Details in Winston’s office that Hardwicke and set decorator Rosemarie McSherry added were indicative of Winston’s enthusiasm. “We decided that he was interested in the art of war,” Hardwicke says, “so we gave him a collection of samurai swords and prints of samurai warriors.”

Advertisement

Winston’s office is decorated with a four-part diorama that depicts the four seasons. In each window box, set into the stone wall, is a Japanese maple tree. In one view, snow sprinkles. In another, leaves are falling. In the spring box, the sun shines. “It represents man dominating nature. The idea was that this is a man who is so powerful that he has control over his environment and can create whatever season he wants to be in.”

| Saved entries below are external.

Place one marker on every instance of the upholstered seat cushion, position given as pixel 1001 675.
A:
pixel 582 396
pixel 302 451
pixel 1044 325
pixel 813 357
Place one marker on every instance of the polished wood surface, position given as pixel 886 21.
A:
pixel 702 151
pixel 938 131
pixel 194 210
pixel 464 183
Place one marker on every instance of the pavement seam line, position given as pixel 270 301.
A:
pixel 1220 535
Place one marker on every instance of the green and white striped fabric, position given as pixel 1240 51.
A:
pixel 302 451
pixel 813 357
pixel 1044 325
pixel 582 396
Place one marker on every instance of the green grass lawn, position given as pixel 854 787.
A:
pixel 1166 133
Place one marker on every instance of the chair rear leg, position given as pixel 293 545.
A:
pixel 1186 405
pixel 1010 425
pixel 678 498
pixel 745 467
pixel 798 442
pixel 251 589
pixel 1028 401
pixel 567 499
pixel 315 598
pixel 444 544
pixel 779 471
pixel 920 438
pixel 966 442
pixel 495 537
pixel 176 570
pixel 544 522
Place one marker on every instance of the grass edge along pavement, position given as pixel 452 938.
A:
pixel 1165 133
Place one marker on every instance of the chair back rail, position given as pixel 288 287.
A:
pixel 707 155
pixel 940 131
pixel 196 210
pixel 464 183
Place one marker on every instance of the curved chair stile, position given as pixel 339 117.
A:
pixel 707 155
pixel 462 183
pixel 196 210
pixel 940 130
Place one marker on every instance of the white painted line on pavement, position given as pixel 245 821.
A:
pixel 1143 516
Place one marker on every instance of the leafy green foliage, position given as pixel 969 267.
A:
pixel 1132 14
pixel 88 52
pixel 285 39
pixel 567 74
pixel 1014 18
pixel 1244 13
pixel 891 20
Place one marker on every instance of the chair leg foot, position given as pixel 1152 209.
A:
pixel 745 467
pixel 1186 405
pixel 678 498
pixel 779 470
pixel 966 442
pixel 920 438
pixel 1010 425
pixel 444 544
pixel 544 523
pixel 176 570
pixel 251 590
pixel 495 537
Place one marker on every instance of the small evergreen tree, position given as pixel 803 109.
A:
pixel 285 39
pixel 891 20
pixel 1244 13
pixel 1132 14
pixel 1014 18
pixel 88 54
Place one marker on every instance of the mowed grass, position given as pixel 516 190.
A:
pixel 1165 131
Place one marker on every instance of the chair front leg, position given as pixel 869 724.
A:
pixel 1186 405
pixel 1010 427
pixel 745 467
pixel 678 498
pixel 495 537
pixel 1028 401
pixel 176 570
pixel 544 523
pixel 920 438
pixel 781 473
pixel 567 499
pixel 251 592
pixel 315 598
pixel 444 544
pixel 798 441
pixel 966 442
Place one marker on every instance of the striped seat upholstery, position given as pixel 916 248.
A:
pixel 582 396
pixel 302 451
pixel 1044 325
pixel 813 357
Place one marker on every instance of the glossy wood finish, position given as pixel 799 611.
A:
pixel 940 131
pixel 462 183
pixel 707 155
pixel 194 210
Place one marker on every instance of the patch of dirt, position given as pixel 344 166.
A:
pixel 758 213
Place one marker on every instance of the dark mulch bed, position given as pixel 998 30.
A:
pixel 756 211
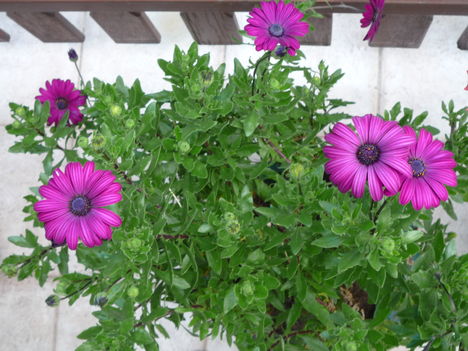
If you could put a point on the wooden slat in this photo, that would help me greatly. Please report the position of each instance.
(321, 35)
(463, 41)
(4, 36)
(127, 27)
(422, 7)
(213, 27)
(50, 27)
(401, 31)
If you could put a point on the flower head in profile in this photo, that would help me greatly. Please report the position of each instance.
(432, 168)
(276, 23)
(72, 209)
(372, 17)
(376, 154)
(63, 97)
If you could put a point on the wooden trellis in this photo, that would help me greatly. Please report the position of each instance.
(213, 22)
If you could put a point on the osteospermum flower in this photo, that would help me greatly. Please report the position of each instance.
(376, 155)
(72, 208)
(372, 17)
(276, 23)
(432, 168)
(63, 98)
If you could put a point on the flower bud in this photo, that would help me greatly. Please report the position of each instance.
(296, 170)
(129, 123)
(100, 299)
(388, 245)
(83, 142)
(9, 270)
(133, 292)
(98, 142)
(233, 227)
(134, 244)
(247, 289)
(72, 55)
(115, 110)
(20, 111)
(183, 146)
(53, 300)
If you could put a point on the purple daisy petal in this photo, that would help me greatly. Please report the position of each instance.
(72, 209)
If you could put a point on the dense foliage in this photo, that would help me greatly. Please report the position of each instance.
(230, 226)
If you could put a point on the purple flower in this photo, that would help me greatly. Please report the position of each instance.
(72, 206)
(371, 17)
(62, 97)
(72, 55)
(376, 155)
(432, 167)
(276, 23)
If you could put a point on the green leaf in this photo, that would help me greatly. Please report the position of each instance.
(230, 300)
(328, 241)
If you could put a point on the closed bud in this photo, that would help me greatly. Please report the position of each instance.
(134, 244)
(115, 110)
(133, 292)
(183, 146)
(296, 170)
(9, 270)
(20, 111)
(72, 55)
(53, 300)
(129, 123)
(83, 142)
(388, 245)
(98, 142)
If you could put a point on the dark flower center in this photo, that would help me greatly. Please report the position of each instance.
(276, 30)
(80, 205)
(417, 166)
(368, 154)
(61, 103)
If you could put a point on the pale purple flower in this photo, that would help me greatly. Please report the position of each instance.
(432, 168)
(72, 209)
(372, 17)
(376, 155)
(63, 97)
(276, 23)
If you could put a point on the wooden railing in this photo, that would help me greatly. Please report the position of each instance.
(213, 22)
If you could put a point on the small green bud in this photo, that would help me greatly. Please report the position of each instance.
(233, 227)
(100, 299)
(229, 217)
(183, 146)
(129, 123)
(388, 245)
(53, 300)
(247, 289)
(134, 244)
(350, 346)
(296, 170)
(274, 84)
(9, 270)
(133, 292)
(20, 111)
(115, 110)
(83, 142)
(98, 142)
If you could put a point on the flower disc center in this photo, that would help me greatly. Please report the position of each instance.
(368, 154)
(276, 30)
(418, 167)
(80, 205)
(61, 103)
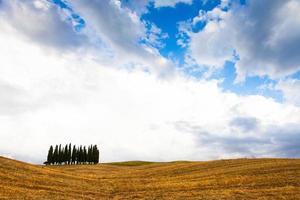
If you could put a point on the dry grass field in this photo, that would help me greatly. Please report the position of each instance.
(222, 179)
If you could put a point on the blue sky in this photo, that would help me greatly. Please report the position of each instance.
(167, 19)
(150, 79)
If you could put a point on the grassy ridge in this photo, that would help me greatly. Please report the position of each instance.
(222, 179)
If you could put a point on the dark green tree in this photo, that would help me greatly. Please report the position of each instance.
(69, 154)
(55, 155)
(50, 156)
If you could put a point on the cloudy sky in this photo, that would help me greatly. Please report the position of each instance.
(153, 80)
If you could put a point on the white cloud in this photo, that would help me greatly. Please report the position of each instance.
(121, 30)
(170, 3)
(265, 35)
(61, 97)
(290, 89)
(41, 22)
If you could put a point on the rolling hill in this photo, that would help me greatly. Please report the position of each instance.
(221, 179)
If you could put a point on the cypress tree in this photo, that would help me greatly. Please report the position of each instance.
(74, 155)
(59, 157)
(50, 156)
(66, 154)
(70, 154)
(84, 155)
(55, 155)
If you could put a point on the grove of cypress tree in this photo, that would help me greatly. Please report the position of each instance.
(50, 156)
(70, 154)
(55, 155)
(74, 155)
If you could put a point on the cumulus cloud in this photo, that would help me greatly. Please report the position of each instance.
(41, 22)
(290, 89)
(266, 40)
(122, 31)
(49, 97)
(170, 3)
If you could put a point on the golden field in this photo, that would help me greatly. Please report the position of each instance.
(221, 179)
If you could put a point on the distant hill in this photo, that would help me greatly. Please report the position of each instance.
(221, 179)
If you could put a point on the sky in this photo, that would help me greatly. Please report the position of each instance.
(156, 80)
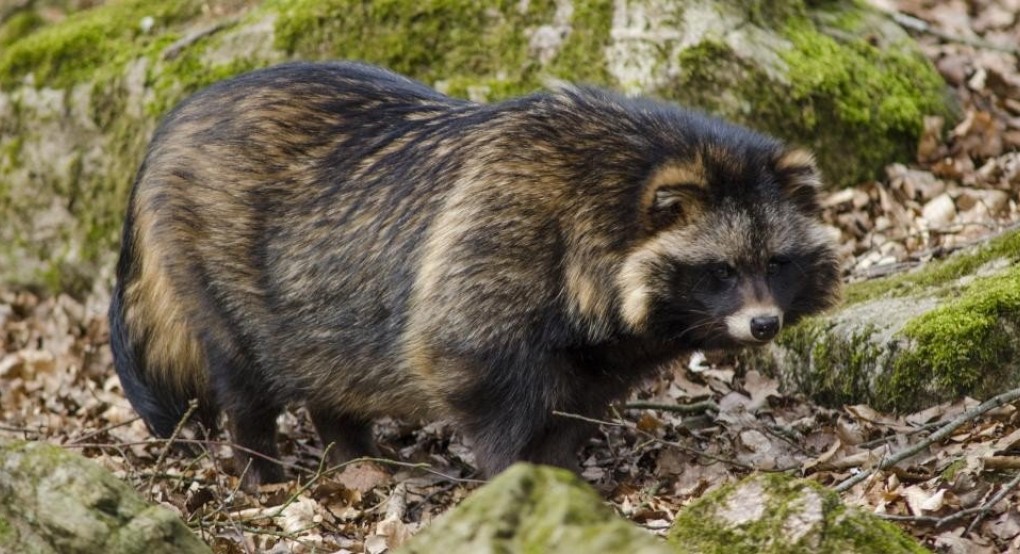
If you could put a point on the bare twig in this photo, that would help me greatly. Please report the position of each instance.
(920, 26)
(678, 446)
(983, 511)
(1001, 462)
(980, 511)
(192, 406)
(935, 437)
(99, 432)
(695, 407)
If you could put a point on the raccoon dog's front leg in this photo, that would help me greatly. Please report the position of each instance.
(506, 404)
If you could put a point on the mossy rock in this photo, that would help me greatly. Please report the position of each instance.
(80, 99)
(779, 514)
(949, 330)
(530, 508)
(53, 501)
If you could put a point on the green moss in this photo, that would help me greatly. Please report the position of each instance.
(834, 369)
(456, 43)
(17, 26)
(883, 93)
(103, 38)
(876, 97)
(698, 526)
(968, 345)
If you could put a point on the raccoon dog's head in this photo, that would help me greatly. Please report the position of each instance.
(730, 248)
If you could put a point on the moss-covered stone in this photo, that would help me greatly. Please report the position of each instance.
(531, 508)
(906, 342)
(53, 501)
(776, 513)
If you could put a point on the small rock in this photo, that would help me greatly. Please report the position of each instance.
(939, 211)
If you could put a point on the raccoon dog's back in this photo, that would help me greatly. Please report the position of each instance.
(342, 237)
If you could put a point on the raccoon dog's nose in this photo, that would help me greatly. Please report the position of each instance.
(764, 328)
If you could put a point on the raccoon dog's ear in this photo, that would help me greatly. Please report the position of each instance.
(800, 179)
(674, 192)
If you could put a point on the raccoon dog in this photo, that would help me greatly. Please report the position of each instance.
(341, 237)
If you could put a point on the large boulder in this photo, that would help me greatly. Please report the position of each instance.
(54, 501)
(948, 330)
(779, 514)
(79, 99)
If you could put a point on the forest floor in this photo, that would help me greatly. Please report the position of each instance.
(957, 495)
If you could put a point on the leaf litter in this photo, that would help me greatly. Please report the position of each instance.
(649, 458)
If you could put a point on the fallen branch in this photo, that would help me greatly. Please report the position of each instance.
(694, 407)
(935, 437)
(920, 26)
(980, 511)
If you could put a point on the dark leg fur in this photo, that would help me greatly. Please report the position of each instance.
(251, 409)
(254, 427)
(160, 409)
(347, 437)
(507, 411)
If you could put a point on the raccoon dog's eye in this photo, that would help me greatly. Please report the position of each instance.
(775, 264)
(723, 271)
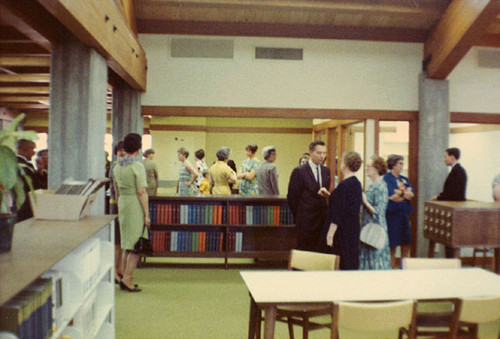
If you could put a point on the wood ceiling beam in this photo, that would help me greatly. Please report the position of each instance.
(25, 99)
(38, 78)
(463, 23)
(32, 20)
(25, 90)
(282, 30)
(25, 61)
(100, 25)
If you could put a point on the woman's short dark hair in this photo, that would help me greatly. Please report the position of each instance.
(132, 143)
(379, 164)
(148, 152)
(393, 159)
(223, 153)
(352, 160)
(183, 151)
(199, 154)
(118, 146)
(252, 148)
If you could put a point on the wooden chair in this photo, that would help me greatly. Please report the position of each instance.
(434, 317)
(475, 311)
(375, 317)
(301, 314)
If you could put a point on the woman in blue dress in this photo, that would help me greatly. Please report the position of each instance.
(399, 208)
(374, 207)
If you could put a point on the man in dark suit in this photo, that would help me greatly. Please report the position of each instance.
(307, 197)
(25, 151)
(456, 183)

He can also enjoy an electronic art collection. Gates has experimented with virtual canvases, screens on which images rotate. Such changeable art gives an art lover the ability to keep his Van Gogh “Sunflowers” in his office and display an image of the same work in his country house.

“The theory of it is that you walk into the house and a sensor lets the house know you have entered,” Hardwicke says. “Then it is programmed to display the art that you like. If another person comes in whose preferences are programmed into the system, it will display their favorite. I think Gates is more excited by the engineering of it than the aesthetics, and that might be true of Winston, too.”

Electronic art, Hardwicke suggests, is one of the ways that technology is creating a new kind of interior design. In “Antitrust,” it also affects the course of industrial espionage. When artwork changes because sensors react to a person’s presence, walls give soundless warnings. It can make it pretty hard to hide from the bad guys.